There is something so terribly British about feeling guilty if you win something. It's almost like it focuses all of our insecurities and feelings of low self-worth.

So much better to earn it through hard toil.

or even better, inherit it









Keep it, sell it, set fire to it. Nobody's business.


----------



## The Systemic Kid (Nov 23, 2012)

jjprestidge said:


> I don't think there's any moral aspect to this. It's certainly not something Immanuel Kant would have lost any sleep over.
> 
> JP


Never thought I'd see a reference to Kant on the forum. Nice one JP.


----------



## coffeechap (Apr 5, 2012)

Quite a few have benefitted from the sell on of prizes as well as the winner themselves who have used the money to maybe get an even better machine


----------



## urbanbumpkin (Jan 30, 2013)

The Systemic Kid said:


> Never thought I'd see a reference to Kant on the forum. Nice one JP.


Wasn't he the Dude from Play Away? Your reference surely must relate to him appearing in Brick A Brack as the fella who flocked all kinds of tat.

Did he win all that trash in a raffle?


----------



## Mrboots2u (May 10, 2013)

The Systemic Kid said:


> Never thought I'd see a reference to Kant on the forum. Nice one JP.


Brian Cant?


----------



## The Systemic Kid (Nov 23, 2012)

Philistine.


----------



## Mrboots2u (May 10, 2013)

The Systemic Kid said:


> Philistine.


I dont think you are fully aware of the work of Cant , philistine he was not....


----------



## The Systemic Kid (Nov 23, 2012)

Quite happy to be blissfully unaware of the other Cant.


----------



## 4085 (Nov 23, 2012)

Kant featured in a Monty Python song.....in the famous Bruce sketch!


----------



## urbanbumpkin (Jan 30, 2013)

Jeremy Irons was in Play Away too, he's high brow and has also been referred to as one of those I'm sure.


----------



## urbanbumpkin (Jan 30, 2013)

What a bunch of Kants!


----------



## The Systemic Kid (Nov 23, 2012)

Was waiting for that.


----------



## The Systemic Kid (Nov 23, 2012)

Can we move on to Hegel now??


----------



## CamV6 (Feb 7, 2012)

Mrboots2u said:


> Brian Cant?


I'm pretty sure he can


----------



## NJD1977 (Dec 16, 2014)

I could argue that someone who buys a raffle ticket for something he knows he will sell on if he wins is even more charitable than someone who buys a ticket for something they want to win and keep.

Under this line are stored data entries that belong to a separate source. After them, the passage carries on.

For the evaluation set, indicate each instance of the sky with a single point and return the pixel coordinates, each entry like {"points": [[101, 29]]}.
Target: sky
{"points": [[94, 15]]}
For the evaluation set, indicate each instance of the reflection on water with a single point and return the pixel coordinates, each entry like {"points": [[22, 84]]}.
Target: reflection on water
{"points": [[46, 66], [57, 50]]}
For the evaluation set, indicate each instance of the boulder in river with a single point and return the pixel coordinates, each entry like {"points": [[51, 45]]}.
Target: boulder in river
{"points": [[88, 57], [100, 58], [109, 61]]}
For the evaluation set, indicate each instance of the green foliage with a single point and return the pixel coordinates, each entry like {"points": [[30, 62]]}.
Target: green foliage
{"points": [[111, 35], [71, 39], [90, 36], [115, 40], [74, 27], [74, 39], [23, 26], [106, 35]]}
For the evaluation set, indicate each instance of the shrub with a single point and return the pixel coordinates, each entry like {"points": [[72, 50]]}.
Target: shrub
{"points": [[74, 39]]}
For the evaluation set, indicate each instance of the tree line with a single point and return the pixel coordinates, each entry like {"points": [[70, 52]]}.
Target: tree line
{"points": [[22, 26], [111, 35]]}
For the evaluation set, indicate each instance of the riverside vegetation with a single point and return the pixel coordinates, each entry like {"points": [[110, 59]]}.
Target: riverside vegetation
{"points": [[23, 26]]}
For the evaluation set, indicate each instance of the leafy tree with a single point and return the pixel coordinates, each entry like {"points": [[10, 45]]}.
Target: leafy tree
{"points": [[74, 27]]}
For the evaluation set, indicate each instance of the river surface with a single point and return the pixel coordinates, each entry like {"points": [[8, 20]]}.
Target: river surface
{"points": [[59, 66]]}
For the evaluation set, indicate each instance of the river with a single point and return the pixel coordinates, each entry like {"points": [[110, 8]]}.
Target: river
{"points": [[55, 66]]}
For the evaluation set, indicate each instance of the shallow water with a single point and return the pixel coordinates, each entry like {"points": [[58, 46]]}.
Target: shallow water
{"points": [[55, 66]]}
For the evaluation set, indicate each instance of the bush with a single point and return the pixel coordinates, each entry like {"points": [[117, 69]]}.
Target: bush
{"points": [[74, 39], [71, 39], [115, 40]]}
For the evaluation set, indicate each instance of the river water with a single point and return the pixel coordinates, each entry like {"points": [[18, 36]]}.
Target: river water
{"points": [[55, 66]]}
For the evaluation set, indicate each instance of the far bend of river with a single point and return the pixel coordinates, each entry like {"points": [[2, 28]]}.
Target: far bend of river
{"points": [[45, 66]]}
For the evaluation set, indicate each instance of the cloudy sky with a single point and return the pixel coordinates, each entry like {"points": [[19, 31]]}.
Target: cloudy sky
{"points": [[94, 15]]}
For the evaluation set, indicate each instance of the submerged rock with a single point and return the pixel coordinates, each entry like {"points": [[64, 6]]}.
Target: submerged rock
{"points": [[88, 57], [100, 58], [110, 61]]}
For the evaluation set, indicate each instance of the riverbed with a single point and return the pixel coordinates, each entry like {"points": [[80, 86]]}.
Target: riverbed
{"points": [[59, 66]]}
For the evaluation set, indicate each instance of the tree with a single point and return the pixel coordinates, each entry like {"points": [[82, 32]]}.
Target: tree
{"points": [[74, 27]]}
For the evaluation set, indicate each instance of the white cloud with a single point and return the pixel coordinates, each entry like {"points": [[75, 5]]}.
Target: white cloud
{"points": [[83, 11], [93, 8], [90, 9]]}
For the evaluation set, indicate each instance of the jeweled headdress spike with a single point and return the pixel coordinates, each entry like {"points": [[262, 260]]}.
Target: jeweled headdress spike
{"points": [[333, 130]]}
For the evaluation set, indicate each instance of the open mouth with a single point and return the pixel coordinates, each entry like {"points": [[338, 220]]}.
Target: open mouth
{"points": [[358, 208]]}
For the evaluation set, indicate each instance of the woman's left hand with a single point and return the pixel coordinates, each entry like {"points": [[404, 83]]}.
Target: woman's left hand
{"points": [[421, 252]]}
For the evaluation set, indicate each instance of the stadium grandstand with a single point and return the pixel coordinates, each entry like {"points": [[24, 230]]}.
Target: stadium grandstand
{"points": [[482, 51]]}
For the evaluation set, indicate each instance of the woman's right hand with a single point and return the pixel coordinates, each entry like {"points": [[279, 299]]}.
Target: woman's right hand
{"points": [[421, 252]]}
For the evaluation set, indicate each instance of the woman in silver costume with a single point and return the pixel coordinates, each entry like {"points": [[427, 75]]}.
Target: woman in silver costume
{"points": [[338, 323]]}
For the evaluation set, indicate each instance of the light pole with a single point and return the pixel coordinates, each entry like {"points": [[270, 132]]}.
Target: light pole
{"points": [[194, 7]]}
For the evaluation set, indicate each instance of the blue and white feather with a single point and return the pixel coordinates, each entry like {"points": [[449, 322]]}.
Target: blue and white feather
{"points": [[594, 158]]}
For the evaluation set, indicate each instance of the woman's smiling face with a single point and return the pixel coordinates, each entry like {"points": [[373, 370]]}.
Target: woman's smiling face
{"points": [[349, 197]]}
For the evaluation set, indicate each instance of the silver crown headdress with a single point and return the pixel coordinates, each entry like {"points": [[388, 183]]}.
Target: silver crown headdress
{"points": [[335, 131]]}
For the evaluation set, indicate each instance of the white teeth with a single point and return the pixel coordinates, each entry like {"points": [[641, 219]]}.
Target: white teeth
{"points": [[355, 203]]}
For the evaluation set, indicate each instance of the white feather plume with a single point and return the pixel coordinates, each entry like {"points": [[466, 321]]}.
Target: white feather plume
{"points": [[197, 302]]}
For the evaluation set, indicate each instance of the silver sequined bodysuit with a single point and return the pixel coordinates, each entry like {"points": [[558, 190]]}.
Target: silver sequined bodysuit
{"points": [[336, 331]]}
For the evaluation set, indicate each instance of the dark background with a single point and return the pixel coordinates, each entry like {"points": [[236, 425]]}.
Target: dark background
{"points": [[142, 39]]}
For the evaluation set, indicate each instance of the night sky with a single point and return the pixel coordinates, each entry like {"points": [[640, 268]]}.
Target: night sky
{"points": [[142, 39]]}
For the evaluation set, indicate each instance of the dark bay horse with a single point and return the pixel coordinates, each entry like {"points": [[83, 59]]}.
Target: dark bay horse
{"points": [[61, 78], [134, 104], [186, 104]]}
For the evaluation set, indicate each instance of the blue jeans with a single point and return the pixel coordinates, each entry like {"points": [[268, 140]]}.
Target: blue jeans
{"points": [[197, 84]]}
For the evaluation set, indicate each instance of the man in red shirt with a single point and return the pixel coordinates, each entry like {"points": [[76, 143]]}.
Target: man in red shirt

He is effectively making a bet where he is taking significantly worse odds than he might get in other forms of gambling so that he is able to help contribute to the forum. And that's putting aside the hassles of packing/selling etc. of the item he didn't want in the first place.


----------



## Dylan (Dec 5, 2011)

NJD1977 said:


> I could argue that someone who buys a raffle ticket for something he knows he will sell on if he wins is even more charitable than someone who buys a ticket for something they want to win and keep.
> 
> He is effectively making a bet where he is taking significantly worse odds than he might get in other forms of gambling so that he is able to help contribute to the forum. And that's putting aside the hassles of packing/selling etc. of the item he didn't want in the first place.


But it is no different to betting £x on being able to make £xx selling it, I dont think any extra charitable intentions come into play.


----------



## NJD1977 (Dec 16, 2014)

Dylan said:


> But it is no different to betting £x on being able to make £xx selling it, I dont think any extra charitable intentions come into play.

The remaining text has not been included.